8x -3 y =-22
Y=10 + 4 x
To solve the system of equations, we can substitute the second equation into the first equation:
8x - 3(10 + 4x) = -22
Simplifying:
8x - 30 - 12x = -22
Combine like terms:
-4x - 30 = -22
Add 30 to both sides:
-4x = 8
Divide both sides by -4:
x = -2
Now substitute the value of x back into the second equation to find the value of y:
y = 10 + 4(-2)
y = 10 - 8
y = 2
Therefore, the solution to the system of equations is x = -2 and y = 2.
To solve the system of equations 8x - 3y = -22 and y = 10 + 4x, we can use substitution method.

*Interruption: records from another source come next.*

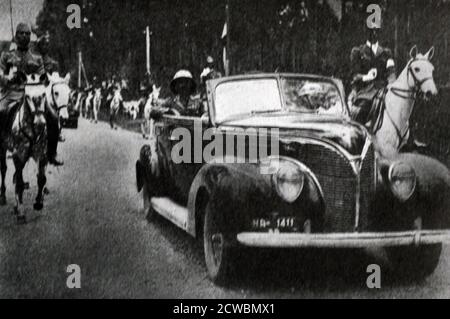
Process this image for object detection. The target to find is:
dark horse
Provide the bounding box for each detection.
[0,73,70,223]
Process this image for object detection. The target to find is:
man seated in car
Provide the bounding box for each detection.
[150,70,202,120]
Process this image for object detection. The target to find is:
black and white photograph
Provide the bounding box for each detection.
[0,0,450,304]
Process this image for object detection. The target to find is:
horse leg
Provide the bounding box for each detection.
[0,148,7,206]
[14,157,27,224]
[94,105,99,124]
[33,160,47,211]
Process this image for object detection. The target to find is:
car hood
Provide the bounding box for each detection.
[221,114,368,156]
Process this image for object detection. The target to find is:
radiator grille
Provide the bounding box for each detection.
[292,144,375,232]
[299,144,357,232]
[359,145,376,231]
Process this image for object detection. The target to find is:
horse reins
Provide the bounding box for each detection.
[375,59,433,146]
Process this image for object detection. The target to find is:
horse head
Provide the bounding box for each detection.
[46,72,71,119]
[408,46,438,101]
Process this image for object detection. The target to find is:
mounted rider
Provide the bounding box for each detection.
[349,21,396,124]
[36,31,64,166]
[0,23,44,141]
[150,70,202,120]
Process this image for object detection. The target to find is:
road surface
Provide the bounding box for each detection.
[0,120,450,298]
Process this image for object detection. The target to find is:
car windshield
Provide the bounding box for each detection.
[215,79,283,123]
[215,78,344,123]
[281,78,344,115]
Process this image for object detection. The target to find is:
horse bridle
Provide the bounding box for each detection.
[50,81,68,113]
[390,58,433,100]
[377,58,433,146]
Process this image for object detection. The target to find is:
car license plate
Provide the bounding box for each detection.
[252,217,296,231]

Let's substitute the value of y from the second equation into the first equation:
8x - 3(10 + 4x) = -22
Now, simplify the equation:
8x - 30 - 12x = -22
Combine like terms:
-4x - 30 = -22
Now, isolate the variable x:
-4x = -22 + 30
-4x = 8
Divide both sides by -4 to solve for x:
x = 8 / -4
x = -2
Now that we have the value of x, substitute it back into the second equation to find the value of y:
y = 10 + 4(-2)
y = 10 - 8
y = 2
Therefore, the solution to the system of equations is x = -2 and y = 2.